Mozilla's AI Vulnerability Detector Uncovers 271 Firefox Flaws with Near-Perfect Accuracy
Breaking: Mozilla's Mythos AI Identifies 271 Firefox Security Holes
Mozilla announced Thursday that its AI-powered vulnerability detection tool, Mythos, has uncovered 271 security flaws in Firefox over two months—with "almost no false positives", according to engineers. The breakthrough challenges long-held skepticism about AI reliability in cybersecurity.

"[This] isn’t a lab experiment. These are real vulnerabilities that would have required months of human effort," said Mozilla's CTO in a statement. He declared last month that "zero-days are numbered" and that "defenders finally have a chance to win, decisively."
Behind the Scenes: How Mythos Worked
Mozilla used Anthropic's Mythos—an AI model fine-tuned for code analysis—combined with a custom "harness" to scan Firefox's source code. Engineers cited two key factors: improvements in the model itself and the harness's ability to guide Mythos efficiently.

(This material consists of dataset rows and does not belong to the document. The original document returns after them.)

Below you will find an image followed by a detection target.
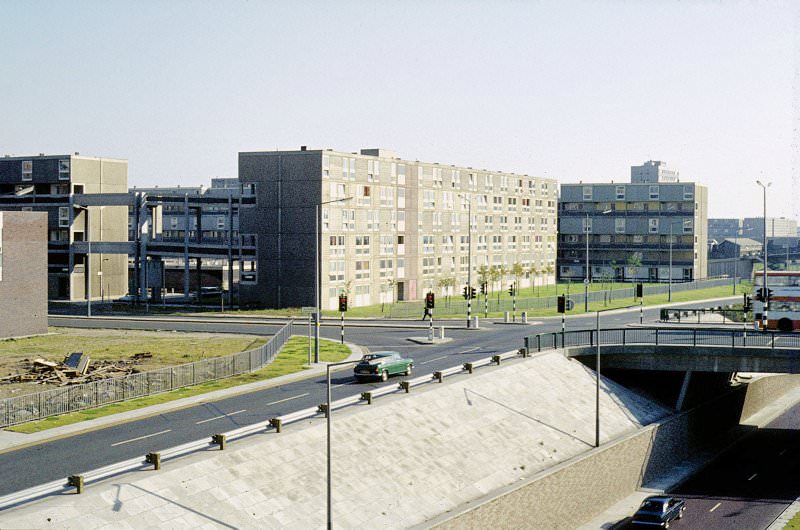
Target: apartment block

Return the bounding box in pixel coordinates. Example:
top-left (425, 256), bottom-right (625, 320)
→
top-left (0, 153), bottom-right (128, 301)
top-left (0, 211), bottom-right (47, 338)
top-left (558, 177), bottom-right (708, 282)
top-left (239, 147), bottom-right (557, 309)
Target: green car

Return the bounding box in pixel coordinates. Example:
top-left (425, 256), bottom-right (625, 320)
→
top-left (353, 351), bottom-right (414, 381)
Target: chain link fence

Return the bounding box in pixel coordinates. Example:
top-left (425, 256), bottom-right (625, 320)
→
top-left (0, 322), bottom-right (292, 427)
top-left (387, 278), bottom-right (733, 318)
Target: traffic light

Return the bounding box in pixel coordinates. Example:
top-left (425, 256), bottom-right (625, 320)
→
top-left (425, 292), bottom-right (436, 309)
top-left (558, 294), bottom-right (567, 313)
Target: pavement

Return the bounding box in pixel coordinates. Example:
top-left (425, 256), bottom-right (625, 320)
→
top-left (0, 343), bottom-right (363, 452)
top-left (0, 353), bottom-right (669, 530)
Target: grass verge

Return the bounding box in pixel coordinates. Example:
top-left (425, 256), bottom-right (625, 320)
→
top-left (6, 336), bottom-right (350, 434)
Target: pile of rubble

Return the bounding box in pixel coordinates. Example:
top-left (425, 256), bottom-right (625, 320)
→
top-left (0, 352), bottom-right (153, 386)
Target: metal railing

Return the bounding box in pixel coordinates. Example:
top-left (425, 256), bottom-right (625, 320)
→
top-left (0, 322), bottom-right (292, 427)
top-left (525, 327), bottom-right (800, 352)
top-left (386, 278), bottom-right (733, 318)
top-left (0, 342), bottom-right (528, 511)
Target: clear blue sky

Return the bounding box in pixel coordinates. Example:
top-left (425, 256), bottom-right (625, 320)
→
top-left (0, 0), bottom-right (800, 217)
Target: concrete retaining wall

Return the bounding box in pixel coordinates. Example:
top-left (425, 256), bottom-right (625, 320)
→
top-left (432, 382), bottom-right (752, 530)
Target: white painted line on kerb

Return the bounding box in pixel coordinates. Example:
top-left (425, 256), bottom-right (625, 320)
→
top-left (111, 429), bottom-right (172, 447)
top-left (194, 409), bottom-right (247, 425)
top-left (267, 392), bottom-right (308, 406)
top-left (419, 355), bottom-right (447, 364)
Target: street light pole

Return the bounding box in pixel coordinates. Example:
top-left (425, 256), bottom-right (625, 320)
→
top-left (756, 180), bottom-right (772, 329)
top-left (314, 197), bottom-right (352, 363)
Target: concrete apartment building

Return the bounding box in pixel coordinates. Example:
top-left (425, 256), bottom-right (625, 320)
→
top-left (558, 164), bottom-right (708, 282)
top-left (0, 211), bottom-right (47, 339)
top-left (239, 147), bottom-right (557, 309)
top-left (0, 153), bottom-right (128, 301)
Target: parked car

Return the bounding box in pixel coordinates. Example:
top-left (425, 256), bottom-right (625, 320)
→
top-left (353, 351), bottom-right (414, 381)
top-left (631, 495), bottom-right (686, 528)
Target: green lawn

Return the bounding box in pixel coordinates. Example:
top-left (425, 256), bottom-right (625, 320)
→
top-left (6, 336), bottom-right (350, 433)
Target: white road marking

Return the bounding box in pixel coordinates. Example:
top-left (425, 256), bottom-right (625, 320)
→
top-left (194, 409), bottom-right (247, 425)
top-left (419, 355), bottom-right (447, 364)
top-left (111, 429), bottom-right (172, 447)
top-left (267, 392), bottom-right (308, 406)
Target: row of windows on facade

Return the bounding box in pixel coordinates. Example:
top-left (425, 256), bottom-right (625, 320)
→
top-left (322, 155), bottom-right (555, 193)
top-left (561, 201), bottom-right (700, 213)
top-left (582, 185), bottom-right (694, 201)
top-left (328, 255), bottom-right (555, 282)
top-left (581, 217), bottom-right (694, 234)
top-left (322, 208), bottom-right (557, 232)
top-left (20, 158), bottom-right (69, 181)
top-left (328, 235), bottom-right (555, 256)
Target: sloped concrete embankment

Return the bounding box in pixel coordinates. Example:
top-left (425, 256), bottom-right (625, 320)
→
top-left (430, 375), bottom-right (800, 530)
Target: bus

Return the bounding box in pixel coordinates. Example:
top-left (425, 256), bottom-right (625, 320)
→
top-left (752, 271), bottom-right (800, 331)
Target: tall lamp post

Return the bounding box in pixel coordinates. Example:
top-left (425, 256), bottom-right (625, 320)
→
top-left (325, 361), bottom-right (358, 530)
top-left (756, 180), bottom-right (772, 329)
top-left (583, 210), bottom-right (611, 313)
top-left (459, 194), bottom-right (472, 328)
top-left (314, 197), bottom-right (352, 363)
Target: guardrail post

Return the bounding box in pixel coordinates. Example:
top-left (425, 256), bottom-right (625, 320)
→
top-left (67, 475), bottom-right (83, 495)
top-left (144, 453), bottom-right (161, 471)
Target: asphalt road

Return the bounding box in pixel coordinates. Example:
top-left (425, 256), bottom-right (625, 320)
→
top-left (0, 302), bottom-right (736, 495)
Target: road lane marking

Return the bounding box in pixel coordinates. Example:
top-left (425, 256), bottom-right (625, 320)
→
top-left (267, 392), bottom-right (308, 406)
top-left (111, 429), bottom-right (172, 447)
top-left (194, 409), bottom-right (247, 425)
top-left (419, 355), bottom-right (447, 364)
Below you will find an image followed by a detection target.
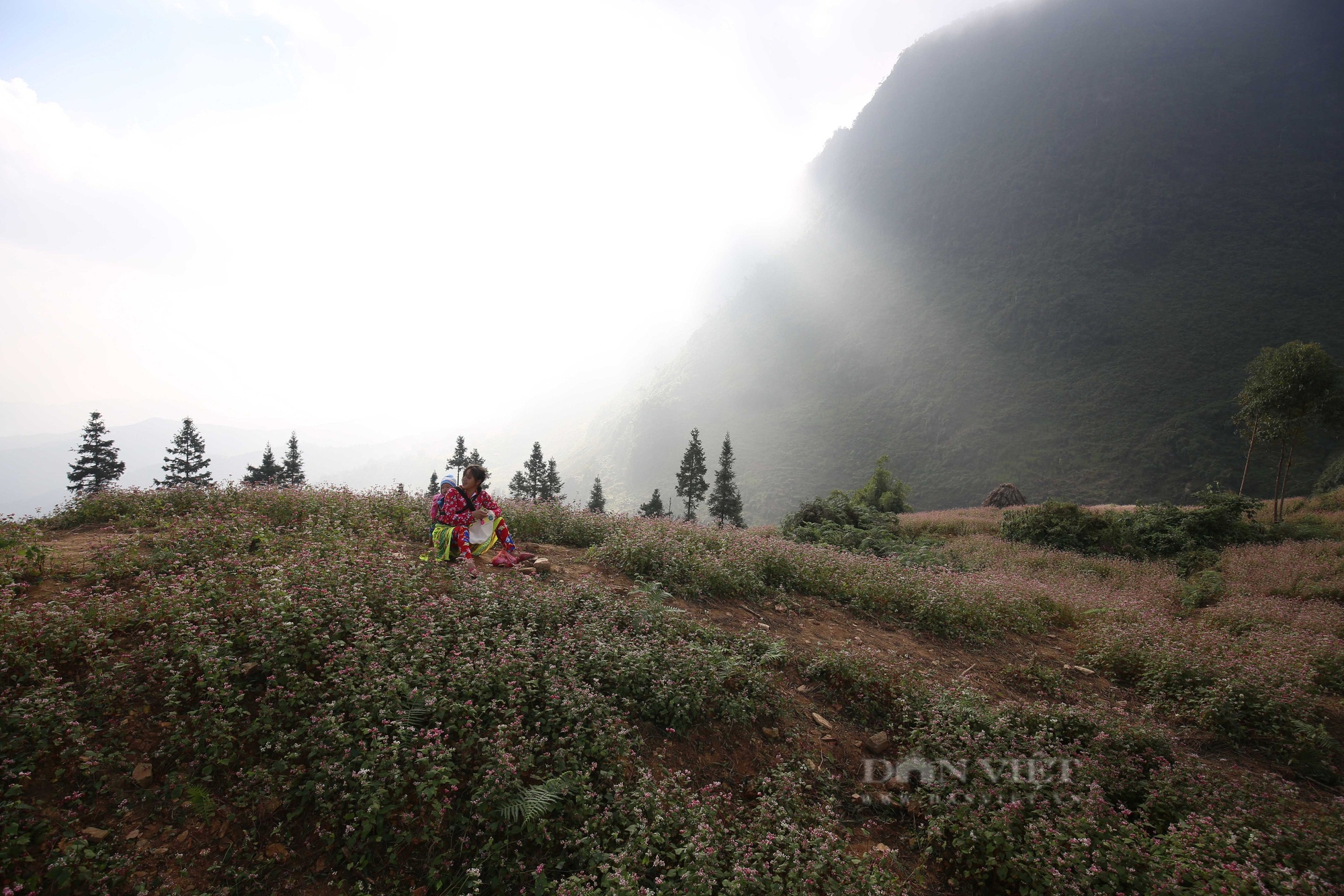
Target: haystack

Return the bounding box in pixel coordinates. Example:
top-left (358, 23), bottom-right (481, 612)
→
top-left (980, 482), bottom-right (1027, 508)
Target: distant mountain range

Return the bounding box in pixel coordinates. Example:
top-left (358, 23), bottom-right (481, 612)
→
top-left (569, 0), bottom-right (1344, 523)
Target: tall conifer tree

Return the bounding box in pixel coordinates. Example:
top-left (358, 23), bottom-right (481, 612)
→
top-left (589, 476), bottom-right (606, 513)
top-left (676, 429), bottom-right (710, 523)
top-left (538, 457), bottom-right (564, 501)
top-left (280, 433), bottom-right (308, 485)
top-left (508, 442), bottom-right (546, 501)
top-left (243, 442), bottom-right (285, 485)
top-left (444, 435), bottom-right (480, 482)
top-left (155, 416), bottom-right (215, 489)
top-left (66, 411), bottom-right (126, 494)
top-left (707, 435), bottom-right (746, 528)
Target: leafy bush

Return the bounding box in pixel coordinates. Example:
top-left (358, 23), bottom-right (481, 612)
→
top-left (805, 652), bottom-right (1344, 896)
top-left (591, 519), bottom-right (1052, 642)
top-left (10, 489), bottom-right (896, 893)
top-left (1312, 451), bottom-right (1344, 494)
top-left (1079, 617), bottom-right (1339, 780)
top-left (780, 490), bottom-right (900, 557)
top-left (780, 455), bottom-right (910, 557)
top-left (1000, 488), bottom-right (1269, 567)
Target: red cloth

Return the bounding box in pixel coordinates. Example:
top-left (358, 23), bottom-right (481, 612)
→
top-left (431, 489), bottom-right (504, 527)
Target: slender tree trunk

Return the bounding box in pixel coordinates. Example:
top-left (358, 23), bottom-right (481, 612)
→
top-left (1278, 443), bottom-right (1297, 523)
top-left (1273, 442), bottom-right (1288, 523)
top-left (1236, 420), bottom-right (1259, 494)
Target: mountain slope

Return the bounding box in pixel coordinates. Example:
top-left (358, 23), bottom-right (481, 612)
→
top-left (570, 0), bottom-right (1344, 523)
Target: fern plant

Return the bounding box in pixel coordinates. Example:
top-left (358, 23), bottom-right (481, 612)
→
top-left (187, 786), bottom-right (215, 821)
top-left (499, 772), bottom-right (570, 822)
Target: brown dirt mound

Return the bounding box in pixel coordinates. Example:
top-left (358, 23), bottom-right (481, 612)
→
top-left (980, 482), bottom-right (1027, 508)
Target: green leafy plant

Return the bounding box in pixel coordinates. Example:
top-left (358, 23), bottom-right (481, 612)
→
top-left (187, 785), bottom-right (215, 821)
top-left (499, 775), bottom-right (573, 822)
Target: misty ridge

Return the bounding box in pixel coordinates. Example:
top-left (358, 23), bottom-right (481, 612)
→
top-left (7, 0), bottom-right (1344, 896)
top-left (566, 0), bottom-right (1344, 523)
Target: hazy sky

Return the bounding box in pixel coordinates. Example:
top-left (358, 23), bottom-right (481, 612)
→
top-left (0, 0), bottom-right (989, 433)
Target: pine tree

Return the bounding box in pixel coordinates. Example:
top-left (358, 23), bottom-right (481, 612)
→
top-left (707, 435), bottom-right (746, 528)
top-left (444, 435), bottom-right (480, 482)
top-left (589, 476), bottom-right (606, 513)
top-left (243, 442), bottom-right (285, 485)
top-left (508, 442), bottom-right (546, 501)
top-left (278, 433), bottom-right (308, 485)
top-left (640, 489), bottom-right (667, 517)
top-left (155, 416), bottom-right (215, 489)
top-left (536, 457), bottom-right (564, 501)
top-left (676, 430), bottom-right (710, 523)
top-left (66, 411), bottom-right (126, 494)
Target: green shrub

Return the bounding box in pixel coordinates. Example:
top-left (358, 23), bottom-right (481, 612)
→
top-left (1000, 488), bottom-right (1270, 562)
top-left (780, 490), bottom-right (902, 557)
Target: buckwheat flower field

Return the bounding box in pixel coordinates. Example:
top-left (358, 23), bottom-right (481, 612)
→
top-left (0, 488), bottom-right (1344, 896)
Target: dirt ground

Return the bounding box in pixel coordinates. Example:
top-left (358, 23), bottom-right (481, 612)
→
top-left (13, 529), bottom-right (1199, 895)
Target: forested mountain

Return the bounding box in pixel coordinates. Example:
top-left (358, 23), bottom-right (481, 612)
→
top-left (570, 0), bottom-right (1344, 523)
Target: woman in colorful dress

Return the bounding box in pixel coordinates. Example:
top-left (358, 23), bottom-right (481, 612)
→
top-left (430, 463), bottom-right (532, 566)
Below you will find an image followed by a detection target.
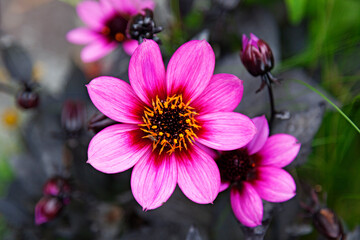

"We built a system that minimizes rambling and hallucinations," explained a Mozilla security engineer. "The results speak for themselves—almost no false positives."
Background: From Skepticism to Success
Early AI vulnerability detection attempts were plagued by "unwanted slop"—plausible-sounding bug reports with hallucinated details. Human developers spent hours verifying false alarms, undermining trust in AI tools.

Critics accused companies of cherry-picking results and hyping limited successes. Mozilla's latest results, however, mark a departure—the Mythos deployment produced actionable, verified findings at scale.
What This Means for Cybersecurity
If Mythos’s success holds, it could transform vulnerability discovery. The ability to detect hundreds of flaws in weeks—with minimal false positives—could shift the balance toward defenders.
"[We] are finally at a point where AI helps us, not burdens us," said a Mozilla researcher. However, experts caution that the approach may still face challenges across different codebases and attack surfaces.